Reporter

Part:BBa_K861173

Designed by: Kuanwei Sheng, Xian Xia   Group: iGEM12_WHU-China   (2012-09-08)

mRFP generator controlled by PcstA (glucose-repressible promoter)

RFP is controlled by promoter PcstA, which can be activated by CRP-cAMP complex. Therefore RFP will be expressed at low glucose concentration.

Sequence and Features


Assembly Compatibility:
  • 10
    COMPATIBLE WITH RFC[10]
  • 12
    COMPATIBLE WITH RFC[12]
  • 21
    COMPATIBLE WITH RFC[21]
  • 23
    COMPATIBLE WITH RFC[23]
  • 25
    INCOMPATIBLE WITH RFC[25]
    Illegal AgeI site found at 712
    Illegal AgeI site found at 824
  • 1000
    COMPATIBLE WITH RFC[1000]




Vilnius-Lithuania 2019 iGEM team contribution

Vilnius-Lithuania 2019 iGEM team contributed to the description of Part:BBa_K861173 by measuring growth kinetics of bacteria containing this construct in different conditions. Measuring systems dynamics has superior precision compared to single-point measurements and leads to more straightforward application of data to a mathematical model. In the case of this part characterization, knowing the change in output by varying the glucose concentration, allows the part to be used in controlling the protein of interest level in the cell.

Method

For measurements, the iGEM community protocol suggests using LB media. From our experience, a significant drawback is its considerable autofluorescence, which restricts measurement precision, especially for low expression systems. Also, performing measurements in M9 media allows more control in varying the growth environment. For these reasons, we chose to use M9-CA media.

We measured growth kinetics with varying glucose (5%, 2%, 1% 0.4%, 0.1%, 0.01%, 0.001%) and glycerol (0.4%) concentrations by mass. The measurements were done in a microplate reader, points were taken every 30 minutes for 14 hours.

Measurements were conducted at 37°C, E. coli DH5α strain, measurement volume – 100 μL. Two measurements for two different colonies were done.

R code was written for data analysis and visualization.

Full experimental protocol and microplate reader settings can be found here.

Full R code can be found here.

The results

A 9 fold difference was observed between bacteria, grown in M9-CA, containing 5% and 0% glucose. Also, a difference in output, when grown in glucose and glycerol containing media can be seen, which can be explained by the difference in by the metabolic pathways used by the tested cells.

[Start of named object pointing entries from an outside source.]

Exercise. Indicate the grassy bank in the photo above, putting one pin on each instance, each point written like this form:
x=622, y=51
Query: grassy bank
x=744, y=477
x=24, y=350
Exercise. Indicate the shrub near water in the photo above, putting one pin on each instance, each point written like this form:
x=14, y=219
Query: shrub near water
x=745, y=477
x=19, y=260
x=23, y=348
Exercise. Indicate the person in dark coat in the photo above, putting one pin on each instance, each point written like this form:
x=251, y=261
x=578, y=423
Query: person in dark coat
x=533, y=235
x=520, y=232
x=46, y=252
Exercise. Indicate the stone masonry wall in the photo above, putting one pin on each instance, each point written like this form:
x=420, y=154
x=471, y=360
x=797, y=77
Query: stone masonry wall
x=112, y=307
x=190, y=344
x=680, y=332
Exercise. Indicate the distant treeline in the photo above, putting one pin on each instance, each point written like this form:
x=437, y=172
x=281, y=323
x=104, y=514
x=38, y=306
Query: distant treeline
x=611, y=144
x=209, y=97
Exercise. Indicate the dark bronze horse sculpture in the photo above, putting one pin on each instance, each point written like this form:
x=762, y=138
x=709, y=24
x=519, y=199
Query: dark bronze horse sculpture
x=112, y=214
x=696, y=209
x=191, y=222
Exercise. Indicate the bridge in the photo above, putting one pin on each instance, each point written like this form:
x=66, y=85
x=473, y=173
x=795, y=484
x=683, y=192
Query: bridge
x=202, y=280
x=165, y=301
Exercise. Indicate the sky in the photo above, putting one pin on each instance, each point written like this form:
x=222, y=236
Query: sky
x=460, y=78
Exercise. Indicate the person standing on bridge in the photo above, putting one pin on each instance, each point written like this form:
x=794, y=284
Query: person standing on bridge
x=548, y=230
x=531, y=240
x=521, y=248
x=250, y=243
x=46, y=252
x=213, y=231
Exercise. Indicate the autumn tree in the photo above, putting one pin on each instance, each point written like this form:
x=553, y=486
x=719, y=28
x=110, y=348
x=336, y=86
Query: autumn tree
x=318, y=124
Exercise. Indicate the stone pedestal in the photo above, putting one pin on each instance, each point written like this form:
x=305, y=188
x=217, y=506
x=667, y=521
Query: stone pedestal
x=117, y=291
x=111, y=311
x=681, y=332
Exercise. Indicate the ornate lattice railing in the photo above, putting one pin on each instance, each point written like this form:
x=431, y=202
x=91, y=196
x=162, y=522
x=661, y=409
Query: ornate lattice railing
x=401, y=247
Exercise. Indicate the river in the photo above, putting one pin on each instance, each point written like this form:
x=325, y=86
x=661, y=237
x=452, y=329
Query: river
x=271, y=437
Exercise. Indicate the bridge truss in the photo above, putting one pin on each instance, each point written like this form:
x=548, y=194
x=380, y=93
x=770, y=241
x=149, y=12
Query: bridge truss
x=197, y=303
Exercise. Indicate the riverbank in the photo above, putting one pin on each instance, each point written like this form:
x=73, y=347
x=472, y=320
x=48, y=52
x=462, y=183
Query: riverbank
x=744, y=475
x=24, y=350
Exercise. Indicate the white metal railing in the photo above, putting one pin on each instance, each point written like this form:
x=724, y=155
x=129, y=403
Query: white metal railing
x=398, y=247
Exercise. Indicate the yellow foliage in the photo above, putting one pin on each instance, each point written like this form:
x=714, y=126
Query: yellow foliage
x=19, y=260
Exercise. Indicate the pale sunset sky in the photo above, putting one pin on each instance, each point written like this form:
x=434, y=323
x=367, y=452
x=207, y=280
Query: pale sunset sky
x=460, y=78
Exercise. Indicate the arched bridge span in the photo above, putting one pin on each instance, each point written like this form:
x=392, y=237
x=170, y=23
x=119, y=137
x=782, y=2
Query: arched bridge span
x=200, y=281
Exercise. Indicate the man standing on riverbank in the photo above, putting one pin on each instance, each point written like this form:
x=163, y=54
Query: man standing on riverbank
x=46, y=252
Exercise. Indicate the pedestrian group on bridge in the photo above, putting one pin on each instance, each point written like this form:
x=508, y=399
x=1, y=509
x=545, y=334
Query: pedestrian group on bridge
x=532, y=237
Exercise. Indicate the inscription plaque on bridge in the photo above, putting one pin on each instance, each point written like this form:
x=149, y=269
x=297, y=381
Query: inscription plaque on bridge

Figure 1.The graph showing change in mRFP expression in time with different glucose concentrations (5%, 2%, 1% 0.4%, 0.1%, 0.01%, 0.001%) and glycerol (0.4%). A 9 fold difference can be seen between bacetria grown in 5% and 0% glucose media. The measuring was conducted in 37°C, M9-CA media, E. coli DH5α strain.

Vilnius-Lithuania 2019 iGEM team suggests future teams that choose this part for characterization to measure kinetics with different carbon sources and varying their concentrations.

IISER Kolkata 2019

The Characterization of BBa_K381001

BBa_K861173 has a mRFP controlled by PcstA which is a Glucose repressible promoter. It has been shown by previous teams that with the increased concentration of glucose there is a decrease in the activity of PcstA. Team iGEM IISER Kolkata is trying to characterize what is the effect of increasing concentration of other glucose analogues on the same system.

Aim

BBa_K861173 was used to characterize the promoter activity of PcstA in a range of concentration of glucose and its analogues in the growth media.

Method

E. coli DH5α were transformed using re-suspended BBa_K861173 pSB1C3 plasmids from iGEM 2019 distribution kit and selected using Chloramphenicol LB agar plates.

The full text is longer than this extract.